Stevey gives up the being part of the chase for the superfluous (in money), and calls for us to do something about the necessary
No one needs a million dollars. No one. Why are we chasing it and dying of heart disease -- heart disease we can cure if we start chasing that instead?
Our priorities are absolutely messed up and it's time we start realigning them. This isn't a speech; this isn't a funny resignation. This is a clarion call to join in. We can do so much better. We can achieve something valuable, if we start to realize where true value lies.

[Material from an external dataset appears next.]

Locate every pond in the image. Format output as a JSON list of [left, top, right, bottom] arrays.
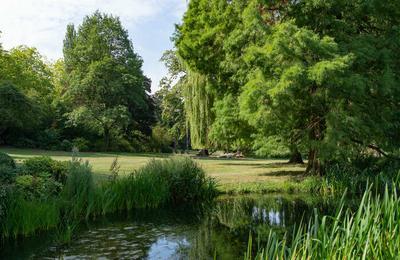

Steve's in. I'm in. Who else around here is in?
food, roof (with internet connection reaching under it), freedom. In Bay Area, if you have a mortgage, it is half a mil bare minimum and even a million may not take you far enough. There have been experiments to build societies with decreased degree of connection between food, roof, freedom and money - somehow it always went like this one http://www.globalsecurity.org/military/world/dprk/dprk-dark....
And you can't build SpaceX without a bucket of millions (Copenhagen Orbitals are beyond wonderful, yet they are in Virgin Galactic league at best, even in their furthest plans. They show the possibilities for the future and at the same time how far yet that future is)
Yeah, but it helps.
I think it should be noted that Steve is probably fairly wealthy by most any standard from GOOG & AMZN stock.
And with that wealth comes more freedom...to work on 'big' projects.
I think it's a bit disingenuous to ask people to work on non-lolcat projects when you are wealthy and set for the rest of your life. It's admirable to devote your life to working on big ideas, but I would argue most people who are doing so (even those mentioned in his talk - Gates, O'Reilly, etc) aren't really worried about money.
Most people are simply worrying about how to pay next month's rent or handle their family expenses. Sorry, but these people are not 'in' when it comes to working on big ideas.
In my case, if it came down to working for Facebook and making $10+ Million on the IPO or working to cure cancer - Facebook wins. Maybe after that I'll work to cure cancer.
- Everyone else is just making ends meet. (Huh? Everyone?)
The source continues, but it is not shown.